Hasan et al. (2025) show from a generalized mixed effects regression that here was a significant decrease in the liking and retweeting rates of distorted content when the interactions followed training (like: \(e^{\beta}\) = 0.553, 95% CI = [0.475–0.645], retweet: \(e^{\beta}\) = 0.424, 95% CI = [0.343–0.524]). Based on a power analysis (by estimating Cohen’s d from the odds ratio scores), we observe that we need a sample size of 149 and 72 for \(\alpha = .05\) for likes and retweets respectively.

Planned Sample

Planned sample size and/or termination rule, sampling frame, known demographics if any, preselection rules if any.

Materials

We reuse the materials provided in Hasan et al. (2025).

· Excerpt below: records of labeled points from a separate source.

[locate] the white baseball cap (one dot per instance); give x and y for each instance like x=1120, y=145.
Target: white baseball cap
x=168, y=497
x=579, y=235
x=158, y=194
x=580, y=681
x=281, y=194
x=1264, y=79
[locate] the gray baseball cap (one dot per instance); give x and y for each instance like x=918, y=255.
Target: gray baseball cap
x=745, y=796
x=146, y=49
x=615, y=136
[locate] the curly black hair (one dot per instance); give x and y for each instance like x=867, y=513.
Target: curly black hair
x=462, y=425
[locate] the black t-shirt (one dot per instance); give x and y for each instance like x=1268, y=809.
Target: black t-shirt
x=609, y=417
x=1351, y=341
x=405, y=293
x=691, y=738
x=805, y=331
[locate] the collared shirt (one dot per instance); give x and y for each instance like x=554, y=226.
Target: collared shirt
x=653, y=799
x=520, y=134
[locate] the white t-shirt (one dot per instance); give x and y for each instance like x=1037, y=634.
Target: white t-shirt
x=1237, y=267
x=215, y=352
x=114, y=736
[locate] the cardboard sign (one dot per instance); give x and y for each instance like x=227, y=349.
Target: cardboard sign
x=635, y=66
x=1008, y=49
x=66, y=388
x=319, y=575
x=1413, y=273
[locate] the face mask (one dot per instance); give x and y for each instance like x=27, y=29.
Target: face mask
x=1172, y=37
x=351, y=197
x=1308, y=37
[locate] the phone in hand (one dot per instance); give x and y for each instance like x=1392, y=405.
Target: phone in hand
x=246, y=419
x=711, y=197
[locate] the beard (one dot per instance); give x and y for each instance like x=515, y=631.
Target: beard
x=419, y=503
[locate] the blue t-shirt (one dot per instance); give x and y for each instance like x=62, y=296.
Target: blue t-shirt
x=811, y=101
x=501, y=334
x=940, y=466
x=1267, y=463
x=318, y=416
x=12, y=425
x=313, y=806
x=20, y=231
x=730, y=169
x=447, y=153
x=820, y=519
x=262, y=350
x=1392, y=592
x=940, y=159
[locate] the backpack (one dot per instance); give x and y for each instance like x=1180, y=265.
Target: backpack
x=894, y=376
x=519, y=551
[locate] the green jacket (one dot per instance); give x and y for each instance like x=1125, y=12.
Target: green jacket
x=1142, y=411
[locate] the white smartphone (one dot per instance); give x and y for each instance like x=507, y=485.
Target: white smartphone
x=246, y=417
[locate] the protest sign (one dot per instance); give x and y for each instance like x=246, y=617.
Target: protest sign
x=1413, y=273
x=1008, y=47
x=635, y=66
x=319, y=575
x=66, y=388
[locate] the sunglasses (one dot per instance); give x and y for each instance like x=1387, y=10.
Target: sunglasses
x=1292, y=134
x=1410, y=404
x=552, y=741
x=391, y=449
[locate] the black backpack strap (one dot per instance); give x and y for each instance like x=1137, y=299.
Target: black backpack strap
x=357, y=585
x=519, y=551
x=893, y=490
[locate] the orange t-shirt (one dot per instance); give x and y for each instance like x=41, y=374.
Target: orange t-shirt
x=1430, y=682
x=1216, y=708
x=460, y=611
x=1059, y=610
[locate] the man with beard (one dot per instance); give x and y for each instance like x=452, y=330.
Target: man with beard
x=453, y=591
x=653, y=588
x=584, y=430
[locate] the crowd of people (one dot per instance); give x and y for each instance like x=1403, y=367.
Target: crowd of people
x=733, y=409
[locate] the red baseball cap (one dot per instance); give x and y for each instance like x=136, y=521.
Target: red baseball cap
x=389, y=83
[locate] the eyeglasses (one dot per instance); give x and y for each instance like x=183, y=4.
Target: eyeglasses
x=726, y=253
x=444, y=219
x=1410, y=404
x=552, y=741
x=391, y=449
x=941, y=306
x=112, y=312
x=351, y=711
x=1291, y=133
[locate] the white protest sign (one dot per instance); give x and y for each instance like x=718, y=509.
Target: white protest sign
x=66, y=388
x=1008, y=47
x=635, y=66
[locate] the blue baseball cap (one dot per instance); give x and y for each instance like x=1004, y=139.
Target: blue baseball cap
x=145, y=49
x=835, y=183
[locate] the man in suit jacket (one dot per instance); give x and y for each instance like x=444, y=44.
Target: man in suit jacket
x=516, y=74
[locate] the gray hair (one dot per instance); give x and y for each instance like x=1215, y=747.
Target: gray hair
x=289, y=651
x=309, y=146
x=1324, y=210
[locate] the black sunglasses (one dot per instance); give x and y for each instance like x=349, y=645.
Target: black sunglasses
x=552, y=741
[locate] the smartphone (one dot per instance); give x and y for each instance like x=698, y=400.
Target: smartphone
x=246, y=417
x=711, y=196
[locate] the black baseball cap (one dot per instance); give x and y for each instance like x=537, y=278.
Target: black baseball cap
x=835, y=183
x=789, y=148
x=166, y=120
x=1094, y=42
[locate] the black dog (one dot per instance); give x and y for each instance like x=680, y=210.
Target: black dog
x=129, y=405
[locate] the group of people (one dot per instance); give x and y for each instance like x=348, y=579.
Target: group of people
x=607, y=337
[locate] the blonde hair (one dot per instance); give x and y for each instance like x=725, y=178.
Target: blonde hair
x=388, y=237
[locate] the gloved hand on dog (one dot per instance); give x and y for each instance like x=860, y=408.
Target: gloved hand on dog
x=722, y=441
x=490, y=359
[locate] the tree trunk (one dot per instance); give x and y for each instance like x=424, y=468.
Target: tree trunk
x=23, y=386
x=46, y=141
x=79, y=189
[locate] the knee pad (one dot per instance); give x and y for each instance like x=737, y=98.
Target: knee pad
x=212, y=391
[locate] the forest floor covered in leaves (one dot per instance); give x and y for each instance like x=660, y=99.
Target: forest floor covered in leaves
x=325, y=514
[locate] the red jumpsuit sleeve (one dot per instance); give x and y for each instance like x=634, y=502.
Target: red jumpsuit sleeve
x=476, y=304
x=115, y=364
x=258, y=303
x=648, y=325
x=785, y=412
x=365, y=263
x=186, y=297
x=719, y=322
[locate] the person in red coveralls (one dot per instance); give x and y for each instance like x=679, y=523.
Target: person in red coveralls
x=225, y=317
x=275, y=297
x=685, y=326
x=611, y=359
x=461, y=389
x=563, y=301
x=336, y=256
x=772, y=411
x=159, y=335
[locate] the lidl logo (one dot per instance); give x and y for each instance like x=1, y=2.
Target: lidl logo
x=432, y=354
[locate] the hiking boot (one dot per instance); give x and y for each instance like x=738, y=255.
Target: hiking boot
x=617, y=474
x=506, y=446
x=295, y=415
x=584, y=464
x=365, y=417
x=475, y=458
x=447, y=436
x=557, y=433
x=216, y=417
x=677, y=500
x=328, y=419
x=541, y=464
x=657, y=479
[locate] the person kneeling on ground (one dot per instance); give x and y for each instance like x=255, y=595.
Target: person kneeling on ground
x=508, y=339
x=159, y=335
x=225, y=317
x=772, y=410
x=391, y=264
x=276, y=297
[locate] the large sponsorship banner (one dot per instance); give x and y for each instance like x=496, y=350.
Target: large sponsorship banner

Hasan et al. (2025) prompt a large language model (LLM) using OpenAI’s ChatGPT interface to generate two sets of sentiment-matched tweets, one set of 60 tweets with cognitively distorted content and the other set of the same number but without distorted content. A sample prompt was “Now generate 10 more that contain cognitive distortions with similar sentence construction and sentiment.” In the next step, a licensed clinical psychologist evaluated these tweets, and some of these tweets were modified to be in the correct category. Finally, a random subset of 30 tweets from each category was selected for the experiment. In the next step, the authors annotated the sentiment of each tweet on a -1 to 1 scale using a sentiment analysis tool called VADER (Hutto & Gilbert, 2014). The tweets were further modified so that the composite sentiment scores for both sets of tweets had similar means (M_distorted = −.30 and M_{non-distorted} = −.15, t(58) = 1.45, p = 0.15) and similar distributions (Kolmogorov-Smirnov Test with D(0)= .23, p = .39). This modification was again validated by a licensed clinical psychologist and later used for the experiment.

Procedure

We follow precisely the same experimental procedure as Hasan et al. (2025).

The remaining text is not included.